Shefter approached the film in the traditional motif fashion using the traditional melody “Blow the Man Down” for Capt. Bess (Cobb) and “Yankee Doodle Dandy” for Josh (Adler). The Indian themes are exactly what you would expect to hear complete with the tom tom drums, the trilling clarinets, and brass statements of a proud and majestic people you’ve heard before. The “Main Title” which is featured throughout the score is a really good one that you’ll not want to miss. I’m including it as an audio clip Track 1 It begins with Copland sounding horns and segues into a melody that ranks right up with the classic western themes. The major strings are complemented by the brass which shares the melody. If you want to listen to a romantic version of the main title you’ll find it in the track “Laura and Ben,” which features a nice solo violin and trumpet. Might just bring a tear to your eye… If there is a drawback it’s that it isn’t in stereo but mono albeit a nice clean recording. In fact as I listened to it I noticed nothing that would draw your attention away from the music. “Gunfight” is an effective cue that combines the Copland sound of the main melody with harmony being provided as Indian music consisting of trilling and tom tom phrases. Throughout your listening you’ll find that Shefter will make references to “Blow the Man Down,” and “Yankee Doodle Dandy” making it fun at least for me to listen for them as they will crop up when you least expect it. I didn’t count the number of times but there are several. “Tinnen Gets It” has a couple of bars with the slide effect which I didn’t hear in the film but are very effective in the CD. I mention this because so many times you’ll just dissonant material which is not easy to listen to on the years, not the case with Shefter. All of his orchestration seems to make sense as he uses the entire ensemble across the board.

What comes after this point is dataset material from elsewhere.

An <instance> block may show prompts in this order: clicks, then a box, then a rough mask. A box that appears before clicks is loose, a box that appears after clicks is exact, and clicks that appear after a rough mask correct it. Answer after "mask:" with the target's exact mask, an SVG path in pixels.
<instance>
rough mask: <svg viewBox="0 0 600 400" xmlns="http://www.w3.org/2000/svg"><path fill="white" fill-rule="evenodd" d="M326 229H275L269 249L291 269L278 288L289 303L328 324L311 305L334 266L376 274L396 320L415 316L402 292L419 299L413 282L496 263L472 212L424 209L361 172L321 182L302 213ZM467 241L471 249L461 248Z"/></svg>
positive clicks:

The highlight of the album is a faded color photo of Cindy Williams (Elmo’s niece) and Jeff Bridges (Lloyd was his dad)!!! Liner notes are excellent as is usually the case with MMM releases along as well as the mastering by Ray Fiaola who did some pretty great work for Screen Archives/BYU over the years. This is one that I heartily recommend for your collect but always remember with MMM releases that they are limited edition and will sell out eventually so act sooner rather than later so you won’t be disappointed. It shows that Schecter isn’t just about sci- fi horror music anymore.
Because of my interest in stamps something that I’ve been experimenting around with are cachet of the film along with cancellations that are appropriate to the picture, in this case where it was filmed. Faywood NM is close in proximity to the “City of Rocks” park and the two New Mexico stamps depict the feel of where it was filmed.